Estudo do Ipea mostra que quatro novas cortes federais devem custar R$ 922 milhões ao ano. Félix Fischer, no entanto, diz que "nem de longe" chegará a este valor

O presidente do Superior Tribunal de Justiça, Félix Fischer, afirmou nesta terça-feira (11) que o custo de implantação dos quatro novos tribunais regionais federais será muito menor do que o estimado pelo Instituto de Pesquisa Econômica Aplicada (Ipea). Ontem, o órgão publicou uma nota técnica mostrando que o valor para criar e manter as novas cortes chega a R$ 922 milhões, maior que os R$ 700 milhões previstos pela Associação dos Juízes Federais do Brasil (Ajufe).
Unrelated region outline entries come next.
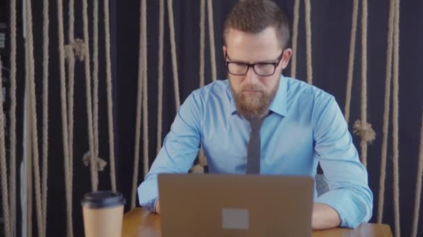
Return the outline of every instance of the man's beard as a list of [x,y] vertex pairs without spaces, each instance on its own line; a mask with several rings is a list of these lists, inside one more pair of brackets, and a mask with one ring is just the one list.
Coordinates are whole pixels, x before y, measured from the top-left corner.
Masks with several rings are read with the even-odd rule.
[[[229,81],[232,95],[235,99],[237,112],[248,120],[258,119],[268,112],[269,107],[275,98],[279,87],[279,80],[270,92],[266,91],[264,87],[248,84],[237,92],[235,91],[232,81],[230,80]],[[249,90],[258,91],[260,93],[246,95],[244,91]]]

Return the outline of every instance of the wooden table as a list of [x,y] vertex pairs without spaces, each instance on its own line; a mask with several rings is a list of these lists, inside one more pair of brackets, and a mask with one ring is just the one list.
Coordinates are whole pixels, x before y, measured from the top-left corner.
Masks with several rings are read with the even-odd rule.
[[[159,215],[136,208],[123,217],[122,237],[159,237],[160,217]],[[362,224],[356,229],[335,228],[324,231],[314,231],[313,237],[330,236],[376,236],[392,237],[390,228],[383,224]]]

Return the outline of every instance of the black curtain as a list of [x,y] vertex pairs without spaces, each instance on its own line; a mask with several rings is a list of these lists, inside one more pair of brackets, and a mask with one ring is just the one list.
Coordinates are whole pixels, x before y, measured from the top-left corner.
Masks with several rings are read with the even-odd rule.
[[[288,14],[292,21],[294,0],[276,1]],[[216,49],[218,80],[225,79],[226,72],[223,67],[222,46],[222,26],[225,17],[236,0],[214,1],[214,38]],[[165,3],[166,4],[167,2]],[[115,143],[118,188],[127,200],[125,211],[129,208],[134,166],[135,121],[136,108],[136,88],[138,83],[138,58],[139,47],[139,4],[140,1],[111,1],[111,24],[112,33],[112,73],[113,80],[113,114],[115,121]],[[8,9],[8,3],[6,4]],[[298,47],[297,50],[297,78],[305,80],[305,40],[304,26],[304,6],[301,3],[299,15]],[[67,37],[67,3],[65,8],[65,39]],[[100,2],[99,27],[102,29],[102,2]],[[157,103],[163,103],[162,137],[170,130],[176,114],[173,77],[170,55],[170,34],[167,6],[165,5],[163,97],[157,100],[157,63],[159,1],[147,1],[147,60],[148,60],[148,134],[149,160],[151,165],[155,158],[157,147]],[[82,38],[82,15],[80,1],[75,2],[75,37]],[[401,234],[409,236],[414,210],[415,180],[420,143],[420,128],[422,113],[423,100],[420,91],[423,82],[419,69],[422,61],[420,52],[423,51],[423,32],[420,26],[423,17],[419,12],[423,10],[420,1],[402,1],[400,17],[400,61],[399,61],[399,181]],[[175,0],[173,2],[175,41],[177,53],[177,68],[181,102],[193,90],[199,87],[199,51],[200,51],[200,1]],[[47,236],[59,236],[66,229],[66,206],[65,199],[65,181],[61,134],[61,113],[60,103],[60,78],[58,71],[58,53],[57,38],[57,10],[56,1],[51,1],[50,12],[50,69],[49,69],[49,193],[47,207]],[[89,18],[92,19],[92,1],[89,1]],[[207,12],[207,10],[206,10]],[[369,1],[368,17],[368,105],[367,119],[372,124],[377,136],[369,146],[367,168],[369,182],[374,195],[374,216],[372,222],[376,222],[378,198],[380,176],[381,147],[382,141],[382,121],[383,113],[384,88],[386,67],[386,48],[389,3],[388,1]],[[360,24],[359,21],[356,47],[356,60],[353,82],[350,128],[353,121],[360,118]],[[34,28],[34,55],[35,57],[35,76],[37,83],[38,113],[40,136],[42,132],[42,4],[33,1]],[[345,90],[348,66],[348,56],[351,26],[352,1],[321,0],[312,1],[312,37],[313,83],[335,96],[343,109],[345,103]],[[18,19],[20,15],[18,16]],[[209,34],[206,17],[206,83],[212,82]],[[90,45],[92,49],[93,27],[90,21]],[[22,31],[18,37],[22,39]],[[104,73],[104,30],[99,30],[99,47],[100,70],[99,88],[99,148],[100,157],[108,161],[109,142],[106,117],[106,81]],[[6,44],[8,44],[6,43]],[[23,93],[24,65],[23,44],[18,46],[18,74],[20,95]],[[91,57],[92,57],[91,51]],[[3,55],[2,55],[2,57]],[[4,62],[6,58],[2,58]],[[81,199],[90,190],[89,167],[83,166],[82,157],[88,150],[87,132],[86,98],[83,62],[77,62],[75,67],[74,96],[74,180],[73,180],[73,217],[75,236],[82,236],[83,222]],[[289,76],[290,67],[283,72]],[[22,102],[19,106],[23,109]],[[392,111],[392,109],[391,109]],[[21,114],[22,115],[22,114]],[[391,119],[392,121],[392,119]],[[20,131],[20,132],[19,132]],[[21,130],[18,132],[22,132]],[[392,136],[392,123],[390,135]],[[142,131],[141,131],[142,132]],[[352,131],[351,131],[352,132]],[[354,143],[360,150],[360,139],[353,136]],[[39,139],[39,141],[41,141]],[[385,211],[383,222],[394,230],[392,142],[389,139],[387,166],[386,188],[385,193]],[[19,145],[19,144],[18,144]],[[142,149],[142,140],[141,148]],[[18,150],[19,149],[18,146]],[[41,148],[41,146],[40,146]],[[41,149],[40,149],[41,150]],[[22,159],[19,155],[19,160]],[[143,160],[141,152],[140,161]],[[142,162],[139,167],[139,184],[143,179]],[[110,189],[109,166],[99,174],[100,189]],[[423,205],[422,205],[423,206]],[[421,207],[420,211],[423,209]],[[33,216],[34,236],[36,236],[36,218]],[[420,227],[423,226],[420,218]],[[20,225],[18,225],[18,227]],[[19,227],[18,227],[19,228]],[[423,229],[419,229],[422,234]]]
"Em princípio, nem de longe os valores que estão dizendo aí. Será bem menos, eu acho", afirmou Fischer, logo após encontro com o presidente da Câmara, Henrique Eduardo Alves (PMDB-RN). Segundo o presidente, os custos deverão ser reduzidos porque os governos estaduais cederão a parte material necessária para os trabalhos dos tribunais, como os prédios que abrigarão as cortes. Cabe ao STJ a função administrativa do Poder Judiciário. Ou seja, é a corte que vai analisar como será a implantação dos novos tribunais.

No estudo, o Ipea usou como base dados do Conselho da Justiça Federal (CJF) disponíveis entre 2010 e 2011. Ao analisar uma série de itens, entenderam que os gastos resultantes da criação dos quatro novos TRFs não vão tornar o Judiciário mais eficiente nem aumentar o acesso das pessoas a ele. Também concluíram que outras possibilidades mais baratas, além do desmembramento, eram possíveis. O presidente do Supremo Tribunal Federal (STF), Joaquim Barbosa, também criticou a emenda e afirmou, em abril, que as novas estruturas judiciais poderiam custar até R$ 8 bilhões aos cofres públicos.

Na quinta-feira (6), o vice-presidente do Congresso, deputado André Vargas (PT-PR), promulgou a emenda constitucional 73 com novas cortes em Belo Horizonte (MG), Curitiba (PR), Salvador (BA) e Manaus (AM). Agora, o STJ precisa enviar ao Congresso um projeto de lei com a regulamentação da PEC, onde se definirão os detalhes para implementação dos novos tribunais. Segundo Félix, os estudos sobre o tema ainda estão sendo feitos e não há data para que o texto seja encaminhado ao Legislativo, mas o STJ deverá finalizar esta fase até agosto.

Tribunal burocrático

Félix Fischer também amenizou as críticas feitas na semana passada pelo presidente do STF, Joaquim Barbosa, de que o STJ era uma corte "meramente burocrática". "Acho que houve um equívoco de linguagem. Acho que não houve nem vontade de falar isso, foi talvez de cabeça quente. O STJ é um tribunal da cidadania", afirmou.

Félix Fischer esteve na Câmara para entregar ao presidente da Casa, deputado Henrique Eduardo Alves (PMDB-RN), um anteprojeto de lei que regula o papel e a composição da Turma Nacional de Uniformização (TNU) de Jurisprudência dos Juizados Especiais Estaduais e do Distrito Federal. O principal objetivo da TNU é resolver as divergências entre as turmas dos juizados especiais e evitar a sobrecarga dos tribunais superiores.